Since we got into the buying and selling vintage and antique things, we've seen a lot of stuff. Piles and piles of stuff. Boxes, totes, and bags of stuff. Rooms stuffed with stuff. And it's made me really ponder the meaning of it all.
I am the first to admit that I like interesting and beautiful things. Yes I do, and my house is full of them. From gorgeous glass to funky, beat-up kitchenware to soft, worn linens, I am surrounded daily with the results of my quest for cool things. Many of the items in my home have a story to go with them--a platter that a lady I never met used to put her sausages on in the mornings, a wool and crochet afghan made lovingly by a stranger, a table made by some man years ago for his wife, a lamp that hung over someone's grandmother's table. Some things carry stories of my own past--my parents' huge dining table, my mother's bedside table, the book of fairy tales that was mine when I was young, my bedroom dresser lovingly restored by my husband, a vase given to me by a sister, a stained glass window made for me as a retirement gift...the list goes on and on.

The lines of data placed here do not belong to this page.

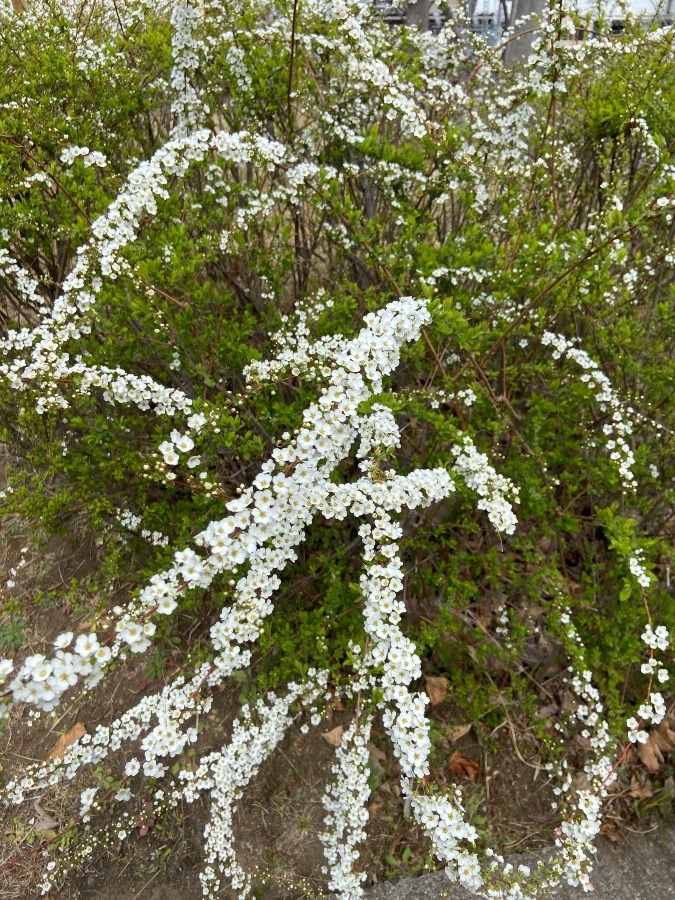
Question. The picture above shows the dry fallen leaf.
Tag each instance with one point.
(334, 736)
(637, 790)
(609, 830)
(460, 765)
(656, 748)
(437, 689)
(69, 737)
(455, 732)
(377, 757)
(44, 821)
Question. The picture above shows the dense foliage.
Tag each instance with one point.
(283, 289)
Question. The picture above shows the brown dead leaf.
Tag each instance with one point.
(334, 736)
(44, 821)
(69, 737)
(659, 744)
(609, 830)
(637, 790)
(460, 765)
(455, 732)
(437, 688)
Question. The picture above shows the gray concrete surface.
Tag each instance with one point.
(640, 868)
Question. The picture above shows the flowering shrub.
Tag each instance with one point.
(467, 275)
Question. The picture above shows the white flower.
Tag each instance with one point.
(86, 644)
(132, 768)
(63, 640)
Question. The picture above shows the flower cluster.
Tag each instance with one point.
(344, 801)
(618, 427)
(494, 489)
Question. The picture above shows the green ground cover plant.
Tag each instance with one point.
(350, 349)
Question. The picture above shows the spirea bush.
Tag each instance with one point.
(330, 332)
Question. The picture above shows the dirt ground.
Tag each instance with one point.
(506, 792)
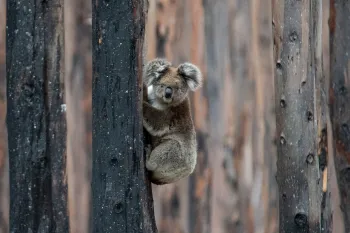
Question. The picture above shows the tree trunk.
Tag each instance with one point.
(4, 183)
(298, 114)
(78, 78)
(121, 192)
(339, 98)
(36, 116)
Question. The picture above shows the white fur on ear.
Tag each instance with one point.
(192, 75)
(192, 84)
(150, 90)
(153, 70)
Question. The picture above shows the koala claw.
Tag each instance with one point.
(151, 166)
(148, 150)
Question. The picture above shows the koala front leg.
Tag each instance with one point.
(167, 163)
(156, 122)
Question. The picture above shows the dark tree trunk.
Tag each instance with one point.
(36, 116)
(121, 192)
(4, 179)
(339, 98)
(298, 115)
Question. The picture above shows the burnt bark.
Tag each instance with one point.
(339, 98)
(36, 116)
(297, 115)
(4, 179)
(121, 192)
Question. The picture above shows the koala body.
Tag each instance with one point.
(167, 118)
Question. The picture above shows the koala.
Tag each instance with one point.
(167, 118)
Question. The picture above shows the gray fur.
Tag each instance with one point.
(173, 153)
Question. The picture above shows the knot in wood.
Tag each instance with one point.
(282, 140)
(309, 115)
(118, 207)
(310, 158)
(300, 220)
(283, 103)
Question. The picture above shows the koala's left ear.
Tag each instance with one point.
(192, 75)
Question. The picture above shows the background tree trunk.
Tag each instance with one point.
(78, 85)
(121, 194)
(215, 41)
(36, 116)
(339, 98)
(299, 117)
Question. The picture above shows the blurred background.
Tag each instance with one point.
(233, 188)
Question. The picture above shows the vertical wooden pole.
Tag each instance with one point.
(297, 46)
(36, 116)
(121, 195)
(339, 99)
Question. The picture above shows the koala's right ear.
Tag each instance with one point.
(154, 69)
(192, 75)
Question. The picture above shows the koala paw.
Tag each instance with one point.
(148, 150)
(151, 166)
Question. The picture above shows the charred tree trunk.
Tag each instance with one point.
(298, 118)
(4, 179)
(36, 116)
(78, 78)
(339, 99)
(121, 192)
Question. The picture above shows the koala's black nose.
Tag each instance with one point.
(168, 92)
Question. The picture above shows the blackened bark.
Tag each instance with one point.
(36, 116)
(339, 98)
(298, 166)
(121, 193)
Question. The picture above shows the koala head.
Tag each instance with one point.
(169, 85)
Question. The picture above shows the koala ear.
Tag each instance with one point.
(192, 75)
(154, 69)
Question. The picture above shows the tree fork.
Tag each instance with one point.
(298, 114)
(36, 116)
(339, 98)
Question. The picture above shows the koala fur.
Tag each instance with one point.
(167, 118)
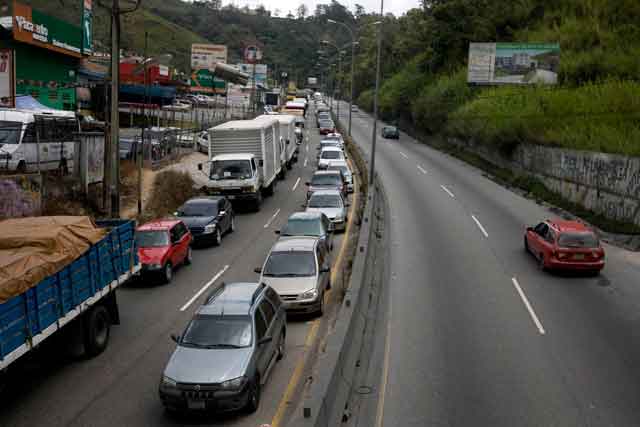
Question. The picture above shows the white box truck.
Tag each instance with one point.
(244, 160)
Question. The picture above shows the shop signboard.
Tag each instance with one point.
(7, 79)
(513, 63)
(204, 58)
(34, 27)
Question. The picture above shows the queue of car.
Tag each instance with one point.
(234, 339)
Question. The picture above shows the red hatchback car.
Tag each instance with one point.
(565, 245)
(162, 246)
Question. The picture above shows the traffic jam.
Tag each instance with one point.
(227, 350)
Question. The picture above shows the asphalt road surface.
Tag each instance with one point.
(477, 335)
(120, 387)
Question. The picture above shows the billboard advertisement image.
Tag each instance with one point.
(513, 63)
(204, 58)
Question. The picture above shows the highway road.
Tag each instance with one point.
(477, 335)
(120, 387)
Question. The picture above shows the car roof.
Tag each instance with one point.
(564, 225)
(231, 299)
(237, 156)
(204, 199)
(158, 224)
(295, 243)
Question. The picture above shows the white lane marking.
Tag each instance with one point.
(296, 184)
(480, 226)
(448, 191)
(528, 305)
(204, 288)
(271, 219)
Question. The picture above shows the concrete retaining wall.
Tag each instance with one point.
(607, 184)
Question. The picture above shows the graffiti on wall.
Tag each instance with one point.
(21, 195)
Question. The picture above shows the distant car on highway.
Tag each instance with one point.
(298, 269)
(314, 224)
(208, 218)
(225, 354)
(330, 154)
(330, 203)
(163, 245)
(326, 180)
(565, 245)
(390, 132)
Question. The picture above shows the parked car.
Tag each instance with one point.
(163, 245)
(565, 245)
(390, 132)
(314, 224)
(208, 218)
(326, 126)
(326, 180)
(330, 203)
(330, 154)
(344, 169)
(298, 269)
(226, 352)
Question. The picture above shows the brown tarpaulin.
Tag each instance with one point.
(34, 248)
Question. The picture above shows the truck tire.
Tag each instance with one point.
(97, 326)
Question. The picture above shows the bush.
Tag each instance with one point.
(597, 117)
(170, 190)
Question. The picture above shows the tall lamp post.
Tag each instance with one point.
(353, 54)
(375, 98)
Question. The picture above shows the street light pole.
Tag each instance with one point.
(375, 98)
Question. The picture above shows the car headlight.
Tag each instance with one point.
(234, 384)
(168, 382)
(310, 294)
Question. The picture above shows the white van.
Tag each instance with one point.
(21, 131)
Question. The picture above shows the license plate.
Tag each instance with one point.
(195, 404)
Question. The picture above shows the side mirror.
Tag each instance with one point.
(264, 340)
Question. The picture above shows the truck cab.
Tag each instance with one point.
(236, 176)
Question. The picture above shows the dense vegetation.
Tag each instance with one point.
(595, 107)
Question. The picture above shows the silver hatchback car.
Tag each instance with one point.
(227, 351)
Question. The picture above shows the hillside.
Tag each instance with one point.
(595, 106)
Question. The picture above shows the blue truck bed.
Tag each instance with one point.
(29, 318)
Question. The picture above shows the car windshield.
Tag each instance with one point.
(578, 240)
(216, 331)
(230, 169)
(290, 264)
(303, 227)
(325, 201)
(328, 179)
(152, 238)
(198, 209)
(331, 155)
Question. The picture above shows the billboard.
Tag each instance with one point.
(38, 29)
(204, 58)
(513, 63)
(259, 73)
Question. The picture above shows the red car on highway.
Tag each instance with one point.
(162, 246)
(565, 245)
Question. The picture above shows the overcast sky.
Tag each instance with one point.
(397, 7)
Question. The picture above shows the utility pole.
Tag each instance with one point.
(375, 97)
(112, 152)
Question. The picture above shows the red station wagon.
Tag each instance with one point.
(162, 246)
(565, 245)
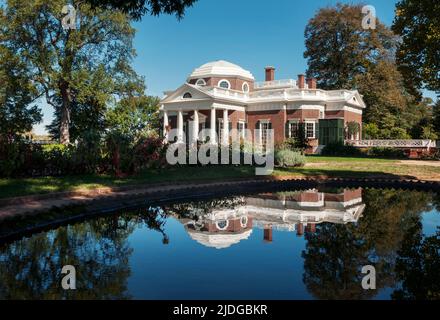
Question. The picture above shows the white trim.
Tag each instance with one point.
(224, 80)
(314, 122)
(224, 228)
(242, 87)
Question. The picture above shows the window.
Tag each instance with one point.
(310, 129)
(293, 128)
(224, 84)
(245, 87)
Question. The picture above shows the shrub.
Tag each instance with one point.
(289, 158)
(386, 152)
(340, 149)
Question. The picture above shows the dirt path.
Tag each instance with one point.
(420, 163)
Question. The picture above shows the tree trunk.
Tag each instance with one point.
(65, 113)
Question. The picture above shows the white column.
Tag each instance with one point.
(195, 127)
(213, 140)
(225, 138)
(180, 126)
(165, 125)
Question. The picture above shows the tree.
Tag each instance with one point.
(137, 8)
(16, 94)
(418, 56)
(62, 62)
(436, 117)
(385, 96)
(338, 48)
(135, 116)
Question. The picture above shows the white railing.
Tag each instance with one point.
(222, 92)
(275, 84)
(392, 143)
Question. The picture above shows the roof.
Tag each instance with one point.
(220, 68)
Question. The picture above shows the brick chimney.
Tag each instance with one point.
(301, 81)
(267, 234)
(270, 73)
(311, 82)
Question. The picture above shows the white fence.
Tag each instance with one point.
(426, 144)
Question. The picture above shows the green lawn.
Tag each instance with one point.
(317, 166)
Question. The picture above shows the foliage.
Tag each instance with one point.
(338, 48)
(74, 66)
(289, 158)
(340, 149)
(418, 24)
(16, 95)
(384, 152)
(137, 8)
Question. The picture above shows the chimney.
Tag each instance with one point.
(311, 83)
(270, 73)
(301, 79)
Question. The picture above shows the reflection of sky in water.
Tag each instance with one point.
(251, 249)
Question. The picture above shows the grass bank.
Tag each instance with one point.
(316, 166)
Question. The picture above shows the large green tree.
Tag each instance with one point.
(63, 62)
(17, 93)
(418, 56)
(338, 48)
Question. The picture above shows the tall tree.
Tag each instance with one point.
(418, 56)
(63, 60)
(137, 8)
(338, 48)
(17, 93)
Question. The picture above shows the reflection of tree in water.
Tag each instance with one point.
(418, 266)
(335, 254)
(31, 268)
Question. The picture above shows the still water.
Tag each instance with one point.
(307, 244)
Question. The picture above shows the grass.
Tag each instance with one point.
(317, 166)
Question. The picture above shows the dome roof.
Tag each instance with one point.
(220, 68)
(218, 240)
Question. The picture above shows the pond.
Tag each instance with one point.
(303, 244)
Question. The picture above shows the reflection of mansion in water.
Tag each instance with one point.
(289, 211)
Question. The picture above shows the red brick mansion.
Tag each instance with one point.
(220, 96)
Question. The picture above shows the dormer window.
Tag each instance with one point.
(201, 82)
(224, 84)
(245, 87)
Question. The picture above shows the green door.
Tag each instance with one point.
(331, 130)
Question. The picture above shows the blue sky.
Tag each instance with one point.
(250, 33)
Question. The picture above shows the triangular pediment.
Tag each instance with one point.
(184, 93)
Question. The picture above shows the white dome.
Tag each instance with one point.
(220, 68)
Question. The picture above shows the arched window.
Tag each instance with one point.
(224, 84)
(201, 82)
(222, 224)
(245, 87)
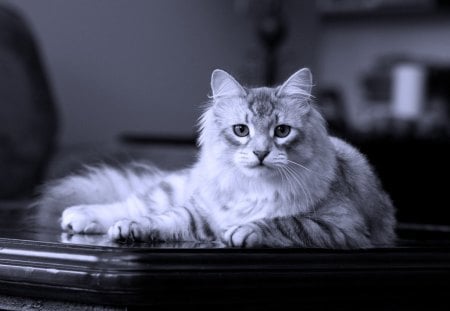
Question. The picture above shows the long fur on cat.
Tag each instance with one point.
(268, 174)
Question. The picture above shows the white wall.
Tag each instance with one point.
(348, 49)
(141, 65)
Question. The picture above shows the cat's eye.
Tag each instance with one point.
(241, 130)
(282, 131)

And yet there is a stopping point to what I can and will keep, because after all we can't keep everything. So I have periodic purges, and the local thrift stores (and my booths) benefit from my determination to downsize at least a little bit. The choices can be difficult since as we age we collect memories and mementos, and those mementos take up space.
Sometimes Larry and I are approached by people who need to get rid of some things, or are trying to clear out an estate. Often the places we visit are neat, tidy and clean, everything well organized. This seems to be particularly true of older people who moved to smaller homes and downsized when they moved. They seem to stick with their determination to reduce their belongings--a wise decision since aging often causes the need for walkers, canes and the like. It also seems to be true of people whose grown children take an active interest and involvement in their parents' lives as they age. When the time comes, or the parent dies, these estate sales are orderly with well-taken-care-of things that attract buyers like flies to honey.
But then there are the others who become unwell and unable to take care of themselves, much less a home. As time passes the stuff grows--it's easier to toss it in a building or into boxes and bags to be dealt with "later" when good health returns. Unfortunately, the situation gets worse instead of better, the piles grow and with it, I would guess, the despair of being overwhelmed by so much work, so many decisions to make about what to keep and what to toss. Their children live away or are estranged for some reason and seldom if ever come to visit. Eventually the old ones pass away or must be put into a care facility and then the task of dealing with the accumulation of years falls to the hapless family. And they call people like us, often hoping there is a treasure trove of riches hidden somewhere in the mess. Usually anything of value has been carried off long ago, sold, or gotten into such poor condition its value is lost.
I hope that by thinking about all of this now, I will remember and face reality as it comes. Perhaps we'll be hale and hearty when we're 80 and 90 years old. I hope so! But I'm realistic enough to admit that it is more likely that we will have some physical issues that will mean a simpler lifestyle in a place that is easier to maintain. I do not want to end up in a house full of plastic garbage bags and boxes full of clothes that don't fit, old bills and magazines, chipped dishes and moldy books.
So, it's just stuff, right? The trick is to never let stuff overcome us and suffocate us with its ownership. It is one lesson I have learned in this buying and selling business: there is a time to get, and a time to let go. And the older we get, the more we better be prepared to let go.